Mimari açıdan inceleyecek olursak; uzunluğu 140 metre, genişliği 70 metreden oluşur. 52 basamaklı merdivenle inilen bu sarnıç 9 metreden oluşan 336 sütun sayesinde ayakta durmaktadır. Bu sütunlar suyla beslenen harçtan yapıldığı için su olmazsa yıkılma tehlikesi yaşanabilir. Yaklaşık 5 metre aralıklarla dikilen 28 sütundan 12 sıra oluştururlar. Çoğu sütun tek parça olmasına rağmen bazı sütunlar iki parça halinde de durmaktadır. Sütunlarda iki üslup öne çıkmaktadır bunlardan biri Corint diğeri ise Dor üslubudur. Toplamda 9.800 m2 alanı kaplayan sarnıç 100.000 ton su barındırabilmektedir. Sarnıcın yapılma amacı savaş sırasında şehir kuşatıldığı zaman şehrin su ihtiyacını karşılaması olarak bilinir.
Sarnıçta öne çıkan iki sütun vardır. Bu iki sütunun öne çıkmasının nedeni ise sütunların altına Medusa heykelinin koyulmasıdır. Bu heykellerin nereden getirildiği ve ne için konulduğu bilinmemektedir. Fakat çeşitli efsanelere üretilmiştir. Bu efsanelerden biri şöyledir;
Medusa Yunan mitolojisinde yer altı canavarlarından biridir. Medusa’nın yılan saçlı olduğu ve kendisine bakanları taşa çevirdiğine inanılırdı. Buna inanılarak o dönemde yapılan bütün yapıların çoğunda Medusa heykeli kullanılmıştır.
Sarnıçta yağlı ve gözyaşı damlaları şeklinde işlenmiş bir sütun daha bulunmaktadır. Bu sütuna Gözyaşı sütunu denilmektedir. İnanılana göre bu sütundaki damlalar sarnıcın yapımında ölen işçilerin gözyaşı damlalarıdır.

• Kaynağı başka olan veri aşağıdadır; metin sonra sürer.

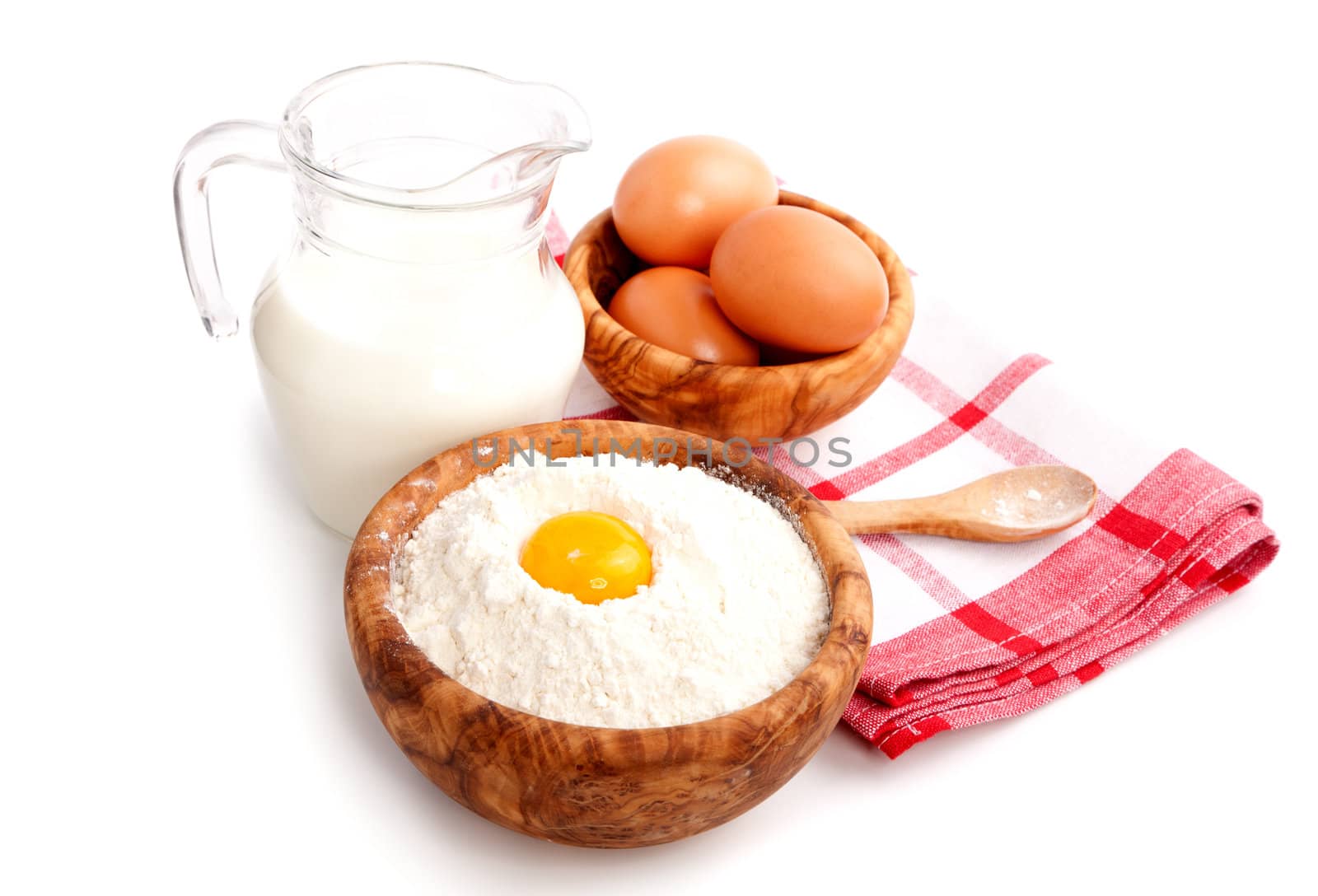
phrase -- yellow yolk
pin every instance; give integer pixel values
(590, 555)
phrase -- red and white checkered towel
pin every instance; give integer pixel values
(970, 632)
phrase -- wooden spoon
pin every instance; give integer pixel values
(1017, 505)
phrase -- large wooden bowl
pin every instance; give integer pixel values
(722, 399)
(596, 786)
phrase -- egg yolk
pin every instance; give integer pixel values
(590, 555)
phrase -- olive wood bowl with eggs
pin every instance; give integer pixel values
(597, 786)
(718, 399)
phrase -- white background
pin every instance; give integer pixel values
(1129, 190)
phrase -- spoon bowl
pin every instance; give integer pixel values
(1017, 505)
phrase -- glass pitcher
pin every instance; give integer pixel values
(418, 305)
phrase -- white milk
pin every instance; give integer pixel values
(371, 366)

Yerebatan Sarnıcı İstanbul’un fethinden sonra Osmanlı İmparatorluğu tarafından belirli bir süre Topkapı Sarayı’nın bahçesinde kullanılmaya devam etmiştir. İslami inanca göre durgun su yerine akarsu tercih edilirdi ve bundan dolayı Osmanlı İmparatorluğu sarnıcı kullanmamıştır. Kullanılmayarak unutulan bu sarnıç 16. Yüzyılda 1544-1550 yılları arasında Hollandalı gezgin P. Gyllius tarafından yeniden keşfedildi.
Sarnıcın suyunun su kemerleriyle Belgrad ormanından getirildiği tahmin edilmektedir. O zamanki teknolojiyle su sorununu çözülebilmiş fakat bu zamanda su sorununu çözmek o kadar kolay olmuyor nedense.
Sarnıç günümüze kadar çeşitli restorasyonlardan geçmiştir. Osmanlı İmparatorluğu döneminde III. Ahmet zamanında mimar Kayserili Mehmet Ağa tarafından yapıldı. İkinci restorasyon II. Abdülhamid zamanında yapıldı. 1987 yılında İstanbul Büyükşehir Belediyesi tarafından içi temizlenip gezi platformu yapılarak ziyarete açıldı. 1994 yılında tekrar bir temizlemeden geçirilmiştir.
Yerebatan Sarnıcı’nın gizli bir yerinden İstanbul’un altındaki tünellere girişi olduğu söylenmektedir fakat doğru olup olmadığı bilinmemektedir. Kim bilir belki de doğrudur ama açıklanmıyordur. İleriki zamanlarda varsa belki açıklanır.